Long-Term Forecasts with Calibrated Uncertainty¶
We generated long-term forecasts using quantile elicitation and EMOS-style calibration gneiting2005calibrated. For each variable, we elicited five quantiles (10th, 25th, 50th, 75th, 90th percentiles) and calibrated the uncertainty by optimizing CRPS on the 2024 holdout data.
Calibration Results (17 variables, 2021→2024):
Optimal spread multiplier: 1.21 (CIs need 21% widening)
Raw 50% interval coverage: 47% (target: 50%)
Raw 80% interval coverage: 59% (target: 80%)
Mean CRPS: 3.15 points
Table 6:Calibrated Long-Term Forecasts (GPT-4o)
| Variable | 2024 Actual | 2030 | 2050 | 2100 |
|---|---|---|---|---|
| HOMOSEX | 55% | 66% [57,75] | 75% [64,86] | 80% [69,91] |
| GRASS | 68% | 72% [57,87] | 80% [57,103] | 80% [57,103] |
| PREMARSX | 65% | 70% [59,81] | 80% [69,91] | 80% [69,91] |
| ABANY | 60% | 60% [51,69] | 60% [42,78] | 60% [37,83] |
| CAPPUN | 40% | 42% [33,51] | 45% [34,56] | 55% [32,78] |
| TRUST | 25% | 28% [21,35] | 27% [18,36] | 27% [18,36] |
| POLVIEWS | 29% | 30% [25,35] | 30% [23,37] | 31% [24,38] |
Brackets show calibrated 80% confidence intervals.
Key observations:
HOMOSEX: Model predicts recovery to 66% by 2030, 80% by 2100. But 2024 actual (55%) is already below the 2030 lower bound (57%), suggesting the model underestimates reversal risk.
ABANY: Predicted stable at ~60%, unlike the continued rise the model predicted pre-2024.
TRUST: Continued decline predicted (28%→27%), reflecting the long-term erosion of social trust.
Uncertainty widens with horizon: 2100 intervals are appropriately wider than 2030.
These forecasts should be treated as registered predictions subject to future validation, not reliable projections. The 2024 calibration shows models are overconfident; longer horizons likely involve even greater uncertainty than shown.
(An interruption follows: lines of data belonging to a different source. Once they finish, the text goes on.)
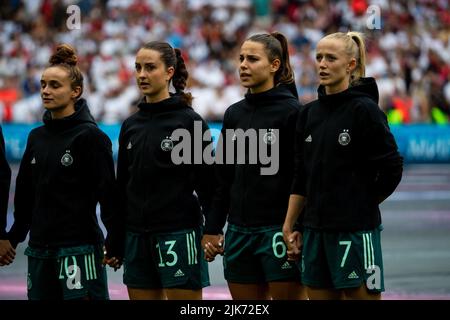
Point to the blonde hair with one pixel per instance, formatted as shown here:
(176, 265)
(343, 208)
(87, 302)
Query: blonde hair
(355, 47)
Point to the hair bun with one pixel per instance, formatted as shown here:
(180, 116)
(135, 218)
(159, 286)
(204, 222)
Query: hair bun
(64, 54)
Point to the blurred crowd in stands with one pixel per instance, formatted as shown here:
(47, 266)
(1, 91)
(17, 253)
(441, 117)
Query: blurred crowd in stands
(409, 52)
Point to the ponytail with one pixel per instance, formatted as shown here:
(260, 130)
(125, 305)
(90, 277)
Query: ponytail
(180, 77)
(285, 74)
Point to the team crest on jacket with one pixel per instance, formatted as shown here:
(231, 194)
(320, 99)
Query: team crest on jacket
(269, 137)
(344, 138)
(167, 144)
(66, 159)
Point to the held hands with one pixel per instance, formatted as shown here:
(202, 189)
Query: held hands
(113, 262)
(7, 253)
(294, 243)
(212, 245)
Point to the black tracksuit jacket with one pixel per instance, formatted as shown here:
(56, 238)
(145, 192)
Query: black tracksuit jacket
(67, 168)
(347, 160)
(5, 180)
(158, 195)
(244, 195)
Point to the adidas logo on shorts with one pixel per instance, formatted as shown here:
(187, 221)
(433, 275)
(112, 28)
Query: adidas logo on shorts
(179, 273)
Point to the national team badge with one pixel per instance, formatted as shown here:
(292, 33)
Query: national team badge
(167, 144)
(66, 159)
(269, 137)
(344, 138)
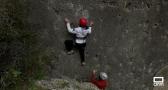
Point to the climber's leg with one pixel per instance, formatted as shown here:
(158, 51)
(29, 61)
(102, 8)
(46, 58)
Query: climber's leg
(69, 46)
(81, 48)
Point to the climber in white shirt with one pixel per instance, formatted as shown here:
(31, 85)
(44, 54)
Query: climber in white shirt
(81, 34)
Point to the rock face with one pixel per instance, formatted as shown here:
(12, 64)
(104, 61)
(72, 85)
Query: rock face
(61, 84)
(129, 39)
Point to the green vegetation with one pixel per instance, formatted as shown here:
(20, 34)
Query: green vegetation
(21, 58)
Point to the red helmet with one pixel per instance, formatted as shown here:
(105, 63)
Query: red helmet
(83, 22)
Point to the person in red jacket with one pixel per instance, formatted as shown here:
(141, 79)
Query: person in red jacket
(101, 82)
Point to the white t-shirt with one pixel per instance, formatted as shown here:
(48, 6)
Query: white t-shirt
(80, 33)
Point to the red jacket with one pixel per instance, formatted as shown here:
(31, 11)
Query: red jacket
(101, 84)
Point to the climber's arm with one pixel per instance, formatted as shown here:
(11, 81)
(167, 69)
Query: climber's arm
(90, 27)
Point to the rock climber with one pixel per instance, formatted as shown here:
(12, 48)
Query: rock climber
(101, 82)
(81, 32)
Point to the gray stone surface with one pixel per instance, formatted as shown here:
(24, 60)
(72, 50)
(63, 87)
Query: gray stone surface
(129, 39)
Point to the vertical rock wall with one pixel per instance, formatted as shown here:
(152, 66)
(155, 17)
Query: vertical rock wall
(129, 39)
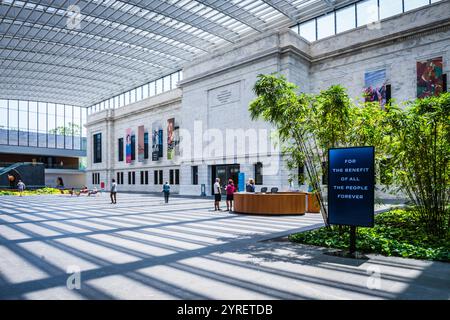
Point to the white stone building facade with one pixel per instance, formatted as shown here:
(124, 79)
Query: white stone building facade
(211, 102)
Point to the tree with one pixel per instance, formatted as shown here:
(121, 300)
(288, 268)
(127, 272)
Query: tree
(416, 140)
(420, 151)
(72, 129)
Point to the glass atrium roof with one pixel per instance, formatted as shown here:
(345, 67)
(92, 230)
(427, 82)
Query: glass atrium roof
(82, 52)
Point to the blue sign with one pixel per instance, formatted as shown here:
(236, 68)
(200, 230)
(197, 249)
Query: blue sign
(351, 186)
(241, 182)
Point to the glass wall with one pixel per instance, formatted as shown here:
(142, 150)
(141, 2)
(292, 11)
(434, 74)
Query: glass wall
(42, 124)
(358, 14)
(153, 88)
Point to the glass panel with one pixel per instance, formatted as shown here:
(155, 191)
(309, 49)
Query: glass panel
(308, 30)
(42, 125)
(68, 127)
(13, 122)
(77, 128)
(345, 19)
(413, 4)
(158, 86)
(60, 129)
(51, 125)
(152, 88)
(3, 121)
(389, 8)
(295, 28)
(32, 124)
(23, 123)
(325, 26)
(166, 83)
(367, 12)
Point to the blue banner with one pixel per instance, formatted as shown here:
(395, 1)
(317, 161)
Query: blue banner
(351, 186)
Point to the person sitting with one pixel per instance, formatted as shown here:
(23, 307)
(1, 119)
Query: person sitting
(94, 191)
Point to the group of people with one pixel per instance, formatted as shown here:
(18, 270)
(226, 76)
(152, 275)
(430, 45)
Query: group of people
(230, 189)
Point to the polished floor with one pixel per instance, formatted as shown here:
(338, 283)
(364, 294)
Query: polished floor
(62, 247)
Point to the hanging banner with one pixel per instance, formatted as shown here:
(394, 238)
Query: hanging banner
(128, 145)
(156, 142)
(375, 86)
(141, 147)
(170, 138)
(351, 186)
(430, 80)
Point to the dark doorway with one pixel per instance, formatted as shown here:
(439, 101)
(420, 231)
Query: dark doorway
(224, 172)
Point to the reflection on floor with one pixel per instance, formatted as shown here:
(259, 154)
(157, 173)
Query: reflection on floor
(142, 248)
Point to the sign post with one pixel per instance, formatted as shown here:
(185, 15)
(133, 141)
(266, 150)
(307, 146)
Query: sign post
(351, 188)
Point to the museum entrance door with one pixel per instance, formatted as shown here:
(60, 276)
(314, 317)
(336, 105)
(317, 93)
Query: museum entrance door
(224, 172)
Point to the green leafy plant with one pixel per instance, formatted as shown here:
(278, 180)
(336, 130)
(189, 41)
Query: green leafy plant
(396, 233)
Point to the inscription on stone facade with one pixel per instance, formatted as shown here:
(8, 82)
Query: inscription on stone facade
(224, 95)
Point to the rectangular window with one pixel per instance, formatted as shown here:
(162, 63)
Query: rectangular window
(308, 30)
(325, 26)
(195, 175)
(367, 12)
(345, 19)
(133, 147)
(413, 4)
(155, 177)
(171, 176)
(177, 176)
(161, 177)
(13, 122)
(389, 8)
(120, 146)
(258, 173)
(97, 148)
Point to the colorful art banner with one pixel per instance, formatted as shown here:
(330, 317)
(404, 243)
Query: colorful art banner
(141, 147)
(375, 86)
(156, 142)
(170, 138)
(128, 145)
(430, 81)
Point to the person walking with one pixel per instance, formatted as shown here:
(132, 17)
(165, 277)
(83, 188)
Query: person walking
(113, 193)
(230, 189)
(217, 195)
(166, 191)
(250, 187)
(21, 187)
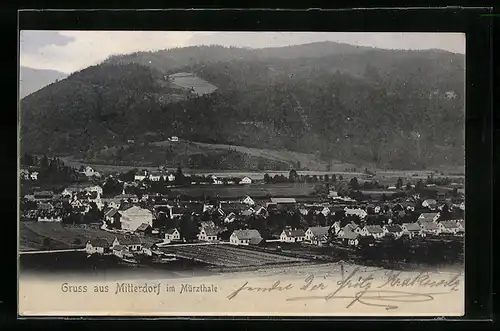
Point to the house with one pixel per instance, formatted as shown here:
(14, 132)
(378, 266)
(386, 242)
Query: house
(90, 172)
(412, 229)
(429, 203)
(317, 234)
(144, 229)
(149, 248)
(356, 211)
(429, 228)
(349, 237)
(230, 218)
(449, 227)
(132, 243)
(262, 211)
(248, 201)
(97, 246)
(113, 217)
(393, 230)
(122, 252)
(134, 216)
(375, 231)
(209, 234)
(428, 217)
(246, 180)
(291, 236)
(245, 237)
(57, 219)
(127, 197)
(172, 235)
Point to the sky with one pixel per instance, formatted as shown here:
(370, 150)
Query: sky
(70, 51)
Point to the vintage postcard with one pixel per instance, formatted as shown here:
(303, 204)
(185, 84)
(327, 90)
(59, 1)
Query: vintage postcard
(192, 173)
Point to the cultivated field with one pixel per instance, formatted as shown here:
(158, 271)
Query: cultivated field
(228, 256)
(32, 235)
(253, 190)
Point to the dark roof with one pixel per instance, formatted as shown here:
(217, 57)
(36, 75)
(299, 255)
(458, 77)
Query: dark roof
(99, 242)
(295, 233)
(143, 227)
(393, 228)
(247, 234)
(129, 240)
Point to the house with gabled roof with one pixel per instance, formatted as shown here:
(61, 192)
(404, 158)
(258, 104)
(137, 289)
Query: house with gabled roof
(245, 237)
(411, 229)
(292, 235)
(97, 246)
(376, 231)
(393, 230)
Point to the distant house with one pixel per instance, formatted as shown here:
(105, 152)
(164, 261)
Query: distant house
(349, 237)
(245, 237)
(144, 229)
(113, 216)
(317, 234)
(172, 235)
(291, 236)
(132, 243)
(376, 231)
(428, 217)
(429, 228)
(448, 227)
(248, 201)
(134, 216)
(246, 180)
(97, 246)
(393, 230)
(90, 172)
(209, 234)
(149, 248)
(356, 211)
(412, 229)
(230, 218)
(56, 219)
(429, 203)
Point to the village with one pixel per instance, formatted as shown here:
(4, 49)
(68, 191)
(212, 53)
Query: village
(135, 216)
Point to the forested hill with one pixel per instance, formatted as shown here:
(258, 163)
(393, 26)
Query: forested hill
(401, 109)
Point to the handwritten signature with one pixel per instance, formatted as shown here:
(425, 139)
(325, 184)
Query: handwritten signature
(384, 295)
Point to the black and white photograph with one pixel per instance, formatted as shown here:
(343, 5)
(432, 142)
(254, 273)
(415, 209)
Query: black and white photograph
(184, 173)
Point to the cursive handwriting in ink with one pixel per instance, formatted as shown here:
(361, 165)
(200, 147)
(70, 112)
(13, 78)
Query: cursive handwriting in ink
(275, 287)
(423, 279)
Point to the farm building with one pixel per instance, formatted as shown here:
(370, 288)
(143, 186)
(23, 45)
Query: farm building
(172, 235)
(209, 233)
(450, 227)
(316, 233)
(393, 230)
(246, 180)
(134, 216)
(375, 231)
(430, 228)
(428, 217)
(412, 229)
(291, 236)
(133, 243)
(245, 237)
(97, 246)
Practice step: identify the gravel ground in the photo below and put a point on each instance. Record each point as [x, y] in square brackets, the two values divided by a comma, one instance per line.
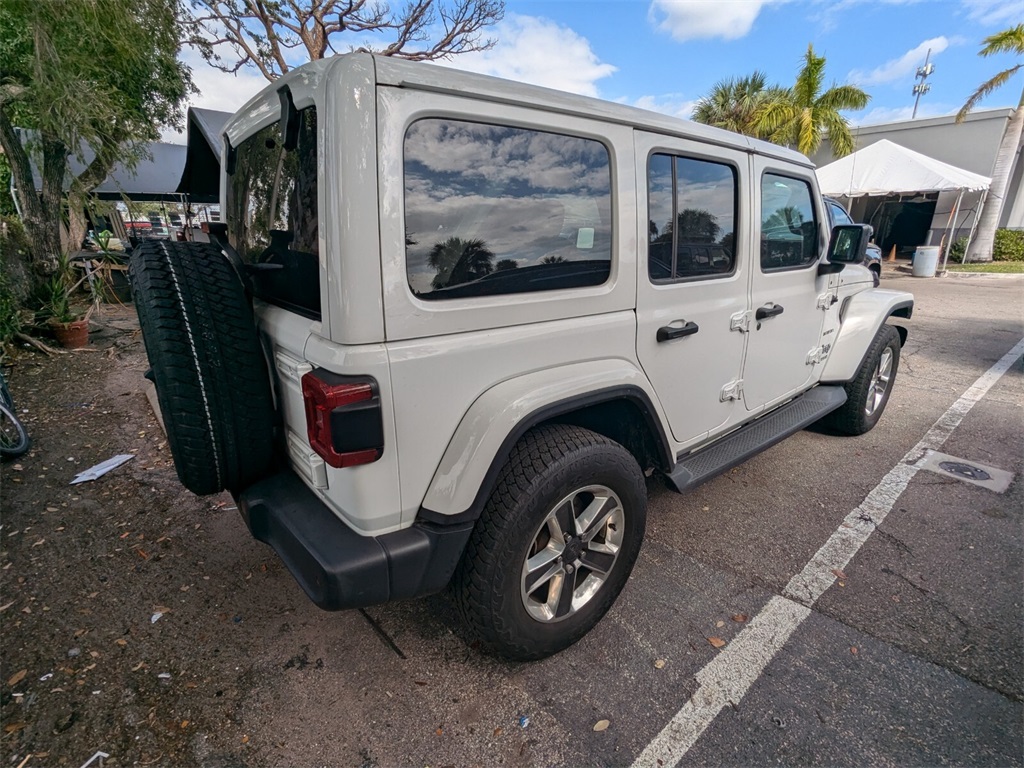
[115, 636]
Income-Values Relationship¶
We found a strong gradient between income and values in GSS 2024:
Table 7:HOMOSEX by Income Quartile (2024)
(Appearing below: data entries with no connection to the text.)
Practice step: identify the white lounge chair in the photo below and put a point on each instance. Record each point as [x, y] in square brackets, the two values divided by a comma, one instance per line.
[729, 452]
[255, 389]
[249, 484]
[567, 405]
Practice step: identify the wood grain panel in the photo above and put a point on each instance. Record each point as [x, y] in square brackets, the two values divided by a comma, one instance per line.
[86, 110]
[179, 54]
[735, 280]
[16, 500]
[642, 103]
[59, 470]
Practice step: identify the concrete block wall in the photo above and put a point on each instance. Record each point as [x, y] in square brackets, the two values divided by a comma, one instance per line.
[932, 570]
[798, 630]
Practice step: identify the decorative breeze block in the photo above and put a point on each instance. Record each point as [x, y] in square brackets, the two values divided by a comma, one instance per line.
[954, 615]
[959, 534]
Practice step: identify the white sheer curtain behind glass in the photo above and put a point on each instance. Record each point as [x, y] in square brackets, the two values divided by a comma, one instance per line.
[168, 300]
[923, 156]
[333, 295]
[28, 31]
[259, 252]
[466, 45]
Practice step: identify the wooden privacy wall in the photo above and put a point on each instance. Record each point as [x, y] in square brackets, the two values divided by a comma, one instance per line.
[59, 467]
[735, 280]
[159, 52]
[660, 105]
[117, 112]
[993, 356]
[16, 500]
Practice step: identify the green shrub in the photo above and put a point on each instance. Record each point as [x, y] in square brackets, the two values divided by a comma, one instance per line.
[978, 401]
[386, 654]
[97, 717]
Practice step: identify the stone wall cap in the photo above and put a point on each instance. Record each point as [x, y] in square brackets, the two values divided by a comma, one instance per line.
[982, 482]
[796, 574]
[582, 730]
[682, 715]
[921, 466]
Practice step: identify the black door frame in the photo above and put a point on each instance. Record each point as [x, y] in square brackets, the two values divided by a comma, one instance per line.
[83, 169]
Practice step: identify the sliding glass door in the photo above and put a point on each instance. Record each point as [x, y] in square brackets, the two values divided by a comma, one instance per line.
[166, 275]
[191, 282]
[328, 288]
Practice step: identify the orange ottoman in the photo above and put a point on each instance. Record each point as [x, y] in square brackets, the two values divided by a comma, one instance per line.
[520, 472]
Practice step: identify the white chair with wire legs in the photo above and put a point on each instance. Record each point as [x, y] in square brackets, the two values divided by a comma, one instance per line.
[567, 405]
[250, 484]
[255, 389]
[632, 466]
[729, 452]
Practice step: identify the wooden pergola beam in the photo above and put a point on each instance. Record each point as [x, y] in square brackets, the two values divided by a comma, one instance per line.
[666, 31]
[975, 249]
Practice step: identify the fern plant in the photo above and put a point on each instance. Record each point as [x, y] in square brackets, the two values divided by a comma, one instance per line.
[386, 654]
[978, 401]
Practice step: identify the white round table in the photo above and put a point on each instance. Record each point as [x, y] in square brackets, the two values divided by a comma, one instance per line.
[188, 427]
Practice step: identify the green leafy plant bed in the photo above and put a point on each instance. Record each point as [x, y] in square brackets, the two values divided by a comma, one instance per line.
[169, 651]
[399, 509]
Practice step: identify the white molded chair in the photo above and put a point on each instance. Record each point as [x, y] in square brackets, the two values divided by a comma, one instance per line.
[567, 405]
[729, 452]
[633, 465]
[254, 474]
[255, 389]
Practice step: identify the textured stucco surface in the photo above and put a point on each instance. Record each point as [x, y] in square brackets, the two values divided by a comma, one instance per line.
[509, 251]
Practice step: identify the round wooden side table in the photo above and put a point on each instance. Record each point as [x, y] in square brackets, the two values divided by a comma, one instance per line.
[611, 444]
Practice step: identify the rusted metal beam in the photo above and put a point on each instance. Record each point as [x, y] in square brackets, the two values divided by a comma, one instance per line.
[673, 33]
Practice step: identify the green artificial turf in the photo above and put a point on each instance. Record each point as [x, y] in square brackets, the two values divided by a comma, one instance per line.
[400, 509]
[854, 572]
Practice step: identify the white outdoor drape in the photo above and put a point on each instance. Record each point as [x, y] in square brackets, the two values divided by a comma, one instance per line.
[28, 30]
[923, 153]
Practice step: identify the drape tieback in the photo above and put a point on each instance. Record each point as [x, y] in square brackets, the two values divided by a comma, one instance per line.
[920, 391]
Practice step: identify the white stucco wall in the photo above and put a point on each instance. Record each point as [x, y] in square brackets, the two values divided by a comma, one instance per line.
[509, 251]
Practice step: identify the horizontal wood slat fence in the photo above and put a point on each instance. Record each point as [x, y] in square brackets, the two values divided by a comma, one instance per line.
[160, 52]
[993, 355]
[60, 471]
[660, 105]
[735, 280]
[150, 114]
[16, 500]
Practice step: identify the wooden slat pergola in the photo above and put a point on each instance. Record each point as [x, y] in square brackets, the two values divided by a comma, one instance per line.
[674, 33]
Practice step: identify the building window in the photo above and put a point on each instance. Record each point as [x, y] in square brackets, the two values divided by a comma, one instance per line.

| Income Quartile | % Accept | Median Income |
|---|---|---|
| Q1 (lowest) | 43% | $7,700 |
| Q2 | 54% | $31,000 |
| Q3 | 61% | $56,000 |
| Q4 (highest) | 67% | $139,000 |
This 24-point gap suggests economic conditions may influence values. Under AI-driven growth scenarios, rising incomes could shift values—though the direction and causality are uncertain.